登山をしながらの写真撮影は滞りなく順調に進んだ。虫の種類やレア度は自分にはよく分からないが、相澤さんは満足そうに一眼レフの画面を見ながら笑っていた。僕もその様子を見ながら丁寧に青空と八月の濃緑を切り取った。
「私、冬が嫌いなんですよ。蚊に会えなくなりますし、蚊取り線香も使えなくなっちゃうので」
「蚊の事が好きなのか嫌いなのか分からないよ!」
「蚊は好きですよ。でも、蚊取り線香を夏に使うのも風情だなあって思うタイプなんです」
こうして世間話をしていると、時々相澤さんが山に見えてくる。これは太っているとかそういう失礼な感想ではなくて、どっしりとした自分の考えを持っていて、変に強がる事もなく、悠然と生きている様に僕の目に映るからだ。そこにいるだけで安心する。好きだなって何回も思う。ずっと傍に居て欲しいと願ってしまう。
彼女を好きになった理由は実は曖昧で、気付けば目で追うようになっていた。でもそうやって追っている内に色々な魅力に気付いて、今では好きな所を何個でも唱える事が出来る。恋した動機なんて、本当に恋をしたらどうでも良くなるのだ。

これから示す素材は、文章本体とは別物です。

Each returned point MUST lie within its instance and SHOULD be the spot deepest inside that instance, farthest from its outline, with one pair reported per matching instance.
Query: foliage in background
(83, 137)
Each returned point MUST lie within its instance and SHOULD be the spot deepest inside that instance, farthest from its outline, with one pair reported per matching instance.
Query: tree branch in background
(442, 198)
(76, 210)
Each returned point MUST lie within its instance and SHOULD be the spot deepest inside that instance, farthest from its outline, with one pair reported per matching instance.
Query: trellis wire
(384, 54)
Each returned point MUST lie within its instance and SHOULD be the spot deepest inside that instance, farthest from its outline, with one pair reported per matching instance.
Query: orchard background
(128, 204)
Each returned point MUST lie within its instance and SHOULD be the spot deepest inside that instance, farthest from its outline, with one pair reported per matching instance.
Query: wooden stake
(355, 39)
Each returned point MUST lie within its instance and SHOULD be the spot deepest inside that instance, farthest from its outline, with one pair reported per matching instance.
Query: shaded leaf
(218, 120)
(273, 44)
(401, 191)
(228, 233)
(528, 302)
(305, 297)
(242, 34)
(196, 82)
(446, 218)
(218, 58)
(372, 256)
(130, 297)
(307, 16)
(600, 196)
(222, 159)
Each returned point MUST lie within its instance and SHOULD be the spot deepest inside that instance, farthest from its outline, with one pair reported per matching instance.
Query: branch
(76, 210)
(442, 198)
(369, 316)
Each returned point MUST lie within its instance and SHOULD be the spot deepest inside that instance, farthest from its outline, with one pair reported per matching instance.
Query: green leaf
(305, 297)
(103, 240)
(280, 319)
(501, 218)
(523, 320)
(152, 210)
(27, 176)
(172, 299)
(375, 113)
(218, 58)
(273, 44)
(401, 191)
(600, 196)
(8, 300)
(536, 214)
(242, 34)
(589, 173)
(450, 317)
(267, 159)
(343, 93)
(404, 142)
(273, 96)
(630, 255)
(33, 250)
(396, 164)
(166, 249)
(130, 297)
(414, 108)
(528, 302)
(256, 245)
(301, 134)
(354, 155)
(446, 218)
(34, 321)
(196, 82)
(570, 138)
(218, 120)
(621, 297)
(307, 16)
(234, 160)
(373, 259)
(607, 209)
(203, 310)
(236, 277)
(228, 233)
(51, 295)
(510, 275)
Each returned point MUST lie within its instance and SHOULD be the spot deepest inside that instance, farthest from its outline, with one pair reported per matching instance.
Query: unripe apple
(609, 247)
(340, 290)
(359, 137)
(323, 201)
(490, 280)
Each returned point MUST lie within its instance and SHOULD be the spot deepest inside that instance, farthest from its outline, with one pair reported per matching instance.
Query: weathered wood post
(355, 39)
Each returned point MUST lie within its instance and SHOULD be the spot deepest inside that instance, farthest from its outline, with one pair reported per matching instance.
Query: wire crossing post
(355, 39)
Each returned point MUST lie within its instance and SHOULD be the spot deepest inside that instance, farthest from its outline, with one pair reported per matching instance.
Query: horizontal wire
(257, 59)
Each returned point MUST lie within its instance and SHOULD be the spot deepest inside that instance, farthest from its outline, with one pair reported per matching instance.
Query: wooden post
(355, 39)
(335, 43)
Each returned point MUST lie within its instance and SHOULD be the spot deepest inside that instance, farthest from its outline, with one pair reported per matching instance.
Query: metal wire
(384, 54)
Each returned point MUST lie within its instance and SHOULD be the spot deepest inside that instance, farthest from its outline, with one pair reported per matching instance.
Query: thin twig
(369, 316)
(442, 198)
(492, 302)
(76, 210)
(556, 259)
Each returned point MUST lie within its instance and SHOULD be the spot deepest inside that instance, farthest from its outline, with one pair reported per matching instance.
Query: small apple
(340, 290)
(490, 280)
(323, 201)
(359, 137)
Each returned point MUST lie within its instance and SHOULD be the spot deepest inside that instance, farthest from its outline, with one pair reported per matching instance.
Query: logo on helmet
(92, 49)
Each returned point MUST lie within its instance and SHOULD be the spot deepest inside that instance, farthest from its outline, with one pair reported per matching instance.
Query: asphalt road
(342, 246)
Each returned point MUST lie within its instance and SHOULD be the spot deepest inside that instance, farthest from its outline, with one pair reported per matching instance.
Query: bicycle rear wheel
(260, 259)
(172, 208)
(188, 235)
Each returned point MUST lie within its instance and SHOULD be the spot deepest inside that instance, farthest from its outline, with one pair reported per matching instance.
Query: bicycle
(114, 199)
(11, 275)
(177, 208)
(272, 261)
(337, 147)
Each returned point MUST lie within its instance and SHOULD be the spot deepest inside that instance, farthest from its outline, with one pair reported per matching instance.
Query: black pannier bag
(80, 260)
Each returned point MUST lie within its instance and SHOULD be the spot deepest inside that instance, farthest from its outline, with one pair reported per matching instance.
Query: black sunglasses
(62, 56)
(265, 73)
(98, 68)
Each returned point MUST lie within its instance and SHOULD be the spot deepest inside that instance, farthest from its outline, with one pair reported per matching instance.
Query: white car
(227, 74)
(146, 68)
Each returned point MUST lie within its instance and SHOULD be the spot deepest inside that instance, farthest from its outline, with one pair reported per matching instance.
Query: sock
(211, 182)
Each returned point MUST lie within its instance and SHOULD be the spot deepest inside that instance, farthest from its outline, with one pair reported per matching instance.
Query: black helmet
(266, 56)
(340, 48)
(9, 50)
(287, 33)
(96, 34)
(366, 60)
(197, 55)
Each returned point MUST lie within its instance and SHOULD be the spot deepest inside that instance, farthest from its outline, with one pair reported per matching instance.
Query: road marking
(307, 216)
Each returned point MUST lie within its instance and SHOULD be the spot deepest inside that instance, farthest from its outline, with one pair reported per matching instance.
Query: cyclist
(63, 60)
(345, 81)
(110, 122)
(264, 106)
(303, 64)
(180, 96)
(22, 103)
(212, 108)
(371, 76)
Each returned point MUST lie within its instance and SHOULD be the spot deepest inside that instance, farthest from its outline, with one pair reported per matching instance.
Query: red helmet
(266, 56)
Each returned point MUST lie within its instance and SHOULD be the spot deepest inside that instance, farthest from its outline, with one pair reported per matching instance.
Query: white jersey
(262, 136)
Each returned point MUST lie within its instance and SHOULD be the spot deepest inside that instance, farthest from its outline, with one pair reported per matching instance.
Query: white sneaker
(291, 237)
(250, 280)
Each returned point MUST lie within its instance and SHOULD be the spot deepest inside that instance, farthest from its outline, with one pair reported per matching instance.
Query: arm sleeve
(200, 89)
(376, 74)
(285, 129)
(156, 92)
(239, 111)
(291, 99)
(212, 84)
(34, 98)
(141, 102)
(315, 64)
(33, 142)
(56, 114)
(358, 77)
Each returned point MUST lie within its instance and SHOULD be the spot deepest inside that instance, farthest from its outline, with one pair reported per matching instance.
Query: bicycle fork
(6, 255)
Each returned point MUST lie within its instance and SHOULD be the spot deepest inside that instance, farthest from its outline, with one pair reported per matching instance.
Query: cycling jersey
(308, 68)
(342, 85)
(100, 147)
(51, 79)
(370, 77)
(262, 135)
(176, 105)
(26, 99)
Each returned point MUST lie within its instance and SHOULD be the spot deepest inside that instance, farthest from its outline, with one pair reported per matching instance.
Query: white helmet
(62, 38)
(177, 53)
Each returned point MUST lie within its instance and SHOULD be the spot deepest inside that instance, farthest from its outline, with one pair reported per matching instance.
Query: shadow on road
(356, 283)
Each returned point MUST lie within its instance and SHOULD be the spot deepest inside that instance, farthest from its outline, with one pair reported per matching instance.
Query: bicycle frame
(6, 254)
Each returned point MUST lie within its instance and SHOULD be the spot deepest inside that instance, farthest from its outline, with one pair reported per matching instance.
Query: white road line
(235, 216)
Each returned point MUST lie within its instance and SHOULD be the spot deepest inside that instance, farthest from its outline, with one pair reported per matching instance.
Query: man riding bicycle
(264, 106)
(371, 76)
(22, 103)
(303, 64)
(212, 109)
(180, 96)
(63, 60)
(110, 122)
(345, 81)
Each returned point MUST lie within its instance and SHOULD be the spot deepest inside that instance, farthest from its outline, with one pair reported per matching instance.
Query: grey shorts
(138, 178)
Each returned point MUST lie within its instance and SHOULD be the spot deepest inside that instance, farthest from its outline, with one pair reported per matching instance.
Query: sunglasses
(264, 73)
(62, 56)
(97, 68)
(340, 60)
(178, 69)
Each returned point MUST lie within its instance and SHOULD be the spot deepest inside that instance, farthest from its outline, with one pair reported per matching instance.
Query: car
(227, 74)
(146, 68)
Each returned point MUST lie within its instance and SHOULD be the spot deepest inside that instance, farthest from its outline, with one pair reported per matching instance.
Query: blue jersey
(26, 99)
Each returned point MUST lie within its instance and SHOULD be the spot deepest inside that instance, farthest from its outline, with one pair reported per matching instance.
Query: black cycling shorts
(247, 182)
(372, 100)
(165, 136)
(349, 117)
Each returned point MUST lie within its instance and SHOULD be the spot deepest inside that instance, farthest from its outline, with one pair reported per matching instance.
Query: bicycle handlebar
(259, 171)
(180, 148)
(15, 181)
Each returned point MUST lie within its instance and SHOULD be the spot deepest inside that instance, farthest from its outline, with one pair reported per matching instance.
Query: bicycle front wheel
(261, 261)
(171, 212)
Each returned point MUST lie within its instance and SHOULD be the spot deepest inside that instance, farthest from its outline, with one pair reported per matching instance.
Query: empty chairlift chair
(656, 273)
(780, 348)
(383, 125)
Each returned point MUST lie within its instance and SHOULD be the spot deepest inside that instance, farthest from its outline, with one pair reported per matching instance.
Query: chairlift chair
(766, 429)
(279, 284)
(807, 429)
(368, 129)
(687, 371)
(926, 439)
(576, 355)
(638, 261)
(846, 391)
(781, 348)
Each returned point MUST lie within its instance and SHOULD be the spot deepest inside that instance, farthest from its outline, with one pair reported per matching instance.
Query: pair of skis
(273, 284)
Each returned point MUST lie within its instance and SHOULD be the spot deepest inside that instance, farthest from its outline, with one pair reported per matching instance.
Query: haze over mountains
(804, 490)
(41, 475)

「ちなみに夏は好きで春は嫌いです。花粉症だし、くしゃみがすごい変なのがバレちゃいやすくて」
「ちなみにどんな感じなの?」
「バキバキバキって音が出ます」
「何か折れてない……? 大丈夫?」
何故か鼻の下を自慢げに擦ってはにかむ姿を見て、また好きな所を見つけてしまったなと頬が少しだけ赤くなった。僕は少しだけ歩く速度を緩めて密かに休憩時間も伸ばした。まだ登っている途中なのに、もう名残惜しさが芽生え始めていた。